The Times asked Spiggle to explain the new rule and its repercussions. Here’s an edited excerpt:
How many workers are affected by this change?
The Obama administration is saying around 4 million [additional] workers. Under the current law, it’s about 7% of [full-time salaried] workers who are covered, who are subject to overtime. Under the new law, that percentage jumps to around 35%. We’re looking at about a fivefold increase in the number of workers who are covered.
There is also an automatic update every three years?
That’s right. That’s one reason the administration updated the law because it wasn’t indexed to inflation. I believe in the 1970s as much as 60% of the workforce was covered. But as that salary threshold remained the same and inflation increased, more and more workers were moved outside of coverage. Now there will be an update every three years to index to keep pace with inflation.
What are some of the jobs that might be most affected by the change?
Retail and food service are going to be the two big ones. A retail manager who was making $30,000 a year, who under the current law would be exempt [from mandated overtime] now will not be exempt. Those retailers will be subject to paying them overtime.
You’re in favor of this change. Why?
You have somebody making $30,000 at a clothing manufacturer or retail outlet and the employer could work them 80 hours a week and not be required to pay them overtime.
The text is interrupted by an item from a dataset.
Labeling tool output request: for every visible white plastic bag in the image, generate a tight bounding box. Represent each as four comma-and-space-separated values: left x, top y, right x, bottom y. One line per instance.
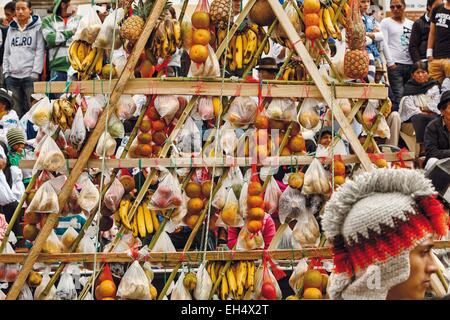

There also have been many stories about the declining purchasing power of the American worker.
This is still well short of the number of workers who were protected in the 1970s and early ’80s by the law, so it’s not as if this is something we haven’t seen before.
Some business groups and other critics say this is a substantial added cost to doing business. What’s your response to that?
There’s no question there will be increased costs for some businesses. They’re going to have to pay more in wages in the form of overtime or they’re going to have to increase salaries.
My point is that when you put more money in that worker’s pocket, yes, it is a short-term cost for that business, which is not insubstantial. But you increase the purchasing power of everybody.
Is there a way for businesses to get around this new law?
They can reduce the number of hours that employees work, for instance. We’ll probably see some businesses hire fewer workers than they had planned to reduce these costs. But there are not that many loopholes in this new law.
What about workers who willingly work long hours without overtime to show they want to go the extra mile in hopes of getting a promotion or otherwise advancing their career?
Those opportunities are still going to be available. The problem is that for a wide swath of workers, working overtime didn’t get you anywhere, there was little upward career ability and over time — perhaps not intentionally — businesses were taking advantage of the law.
I don’t know that we’re going to see a whole lot of people who are not able to get ahead just because they’re not able to work overtime because their boss doesn’t want to pay them for it.
You as a worker cannot voluntarily work overtime and not get paid. It’s not as if you can say, “You know what boss? I’m going to bust my hump so I can get a promotion. Don’t worry about paying me overtime.” That’s not a solution for workers.
Would you guess some employees who should be getting overtime are willing to forgo that pay in order to get ahead?
The law is pretty clear that a business can’t turn a blind eye to employees who are working overtime. That’s not to say you won’t have the employee who puts in extra hours, doesn’t report those hours because he or she perceives that to be in their interest and wants to demonstrate that commitment.
But the law is pretty clear that an employer is not off the hook just because an employee might make that choice. If an employer is aware that that is going on, they can still be liable. Even if that employee does not sue, another one could.
Could a business hire someone, say, at a salary of $40,000 with the stipulation that there will be some unpaid overtime hours and, as long as the worker agrees, it would be OK?
No. This law leaves employers almost no discretion in that regard. It doesn’t allow an employee and employer to agree not to abide by the law.